Kathryn J. Lincoln, chair of the board of directors, said that Harriss “is remembered with great warmth and admiration, and his legacy lives on.”
Through its longstanding graduate student dissertation fellowships, the Lincoln Institute assists Ph.D students, primarily at U.S. universities, whose research complements the Institute’s interests in land and tax policy. The program is important for both education and research, by supporting scholars early in their careers.
The C. Lowell Harriss Dissertation Fellowship Program supports students through the Department of Taxation and Valuation and the Department of Planning and Urban Form at the Lincoln Institute. The dissertation fellows for 2010-2011 are: Spencer Brien, Georgia State University, “Three Essays on the Formation and Finance of Local Governments” ; Herman Li, Pennsylvania State University, “Housing Prices and Neighborhood Homeownership and Vacancy”; Joshua Miller, University of Illinois at Chicago, “Who Cares Who Collects? An Economic Analysis of Tax Lien Sales as a Method of Delinquent Property Tax Collection” ‘Michael Gedal, New York University, “Land Values in the City: Essays on Regulation and Redevelopment”; Shawn Johnson, University of Michigan-Ann Arbor, “ Building Knowledge at the Landscape Scale: The Role of Bridging Organizations”; Rebecca Lewis, University of Maryland-College Park, “Do Smart Growth Instruments in Maryland make a Difference?”; and Nicole Miller, University of British Columbia, “Urban Form and Climate Change: Linking Land Use Planning and Urban Decisions to Greenhouses Gas Mitigation Opportunities.”
The dissertation fellows from 2009-2010 were Adam Isen, Wharton School, University of Pennsylvania, Philadelphia, "Return to Local Public Finance"; Sarah Di Vittorio, Department of Environmental Science, Policy, and Management, University of California at Berkeley, "Upstream Forests, Downstream Communities: Emerging Partnerships for Water Security in California"; and Constantine E. Kontokosta, Department of Urban Planning, Columbia University, New York, "The Political Economy of Inclusionary Zoning: Adoption, Implementation, and Neighborhood Effects."

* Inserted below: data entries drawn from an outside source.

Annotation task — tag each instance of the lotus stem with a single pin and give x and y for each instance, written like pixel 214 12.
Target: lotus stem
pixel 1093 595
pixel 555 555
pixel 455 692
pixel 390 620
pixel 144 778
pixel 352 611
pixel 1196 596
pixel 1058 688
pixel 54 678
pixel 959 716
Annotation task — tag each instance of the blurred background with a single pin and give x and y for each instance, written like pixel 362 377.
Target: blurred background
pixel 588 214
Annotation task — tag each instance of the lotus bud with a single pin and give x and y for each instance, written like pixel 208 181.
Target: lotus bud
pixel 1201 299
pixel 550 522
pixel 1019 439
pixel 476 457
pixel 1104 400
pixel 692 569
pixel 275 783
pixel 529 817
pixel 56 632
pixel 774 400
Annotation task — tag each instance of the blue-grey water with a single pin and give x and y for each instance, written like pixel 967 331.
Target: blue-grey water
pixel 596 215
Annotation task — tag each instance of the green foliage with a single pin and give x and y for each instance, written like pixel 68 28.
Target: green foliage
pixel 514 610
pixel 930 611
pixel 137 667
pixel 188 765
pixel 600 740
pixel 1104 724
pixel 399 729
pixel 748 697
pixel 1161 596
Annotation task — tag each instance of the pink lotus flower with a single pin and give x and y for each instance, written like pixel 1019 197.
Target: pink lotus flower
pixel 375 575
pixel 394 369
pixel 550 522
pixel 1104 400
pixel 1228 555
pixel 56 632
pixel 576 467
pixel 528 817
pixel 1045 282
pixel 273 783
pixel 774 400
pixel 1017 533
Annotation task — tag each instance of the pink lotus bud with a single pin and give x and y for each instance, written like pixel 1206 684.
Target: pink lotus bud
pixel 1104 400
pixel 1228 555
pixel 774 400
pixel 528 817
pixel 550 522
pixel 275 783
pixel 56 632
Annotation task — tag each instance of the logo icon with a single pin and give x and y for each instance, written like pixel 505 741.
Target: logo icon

Harriss, who was 97, authored a dozen books and several hundred articles on land and tax policy. A native of Nebraska, he earned a bachelor’s degree in economics from Harvard in 1934, and joined the economics faculty at Columbia University four years later. He simultaneously worked on his doctorate in the discipline, which he earned from Columbia in 1940.
In this obituary appearing in The Boston Globe, the economist Ben Stein is quoted on how Harriss was well known for his “total availability to students in his office, at dinner, for a hamburger after class, to explain and comment on the economic events of the day. I never had a better teacher in any school.’’
He was a visiting professor at Stanford, Yale, Princeton, the University of California at Berkeley, the Wharton School at the University of Pennsylvania, and Peterhouse College at Cambridge University. He won Fulbright professorships at the Netherlands School of Economics and the University of Strasbourg in France.
Well regarded by colleagues and fellow board members, Harriss provided a fresh perspective on such topics as land value taxatiion, and was well-known for mailing around clipped New Yorker cartoons on a range of subjects. He was a board member of the Lincoln Institute of Land Policy from 1974 until 2009.
The Lincoln Institute of Land Policy is a leading resource for key issues concerning the use, regulation, and taxation of land. Providing high-quality education and research, the Institute strives to improve public dialogue and decisions about land policy.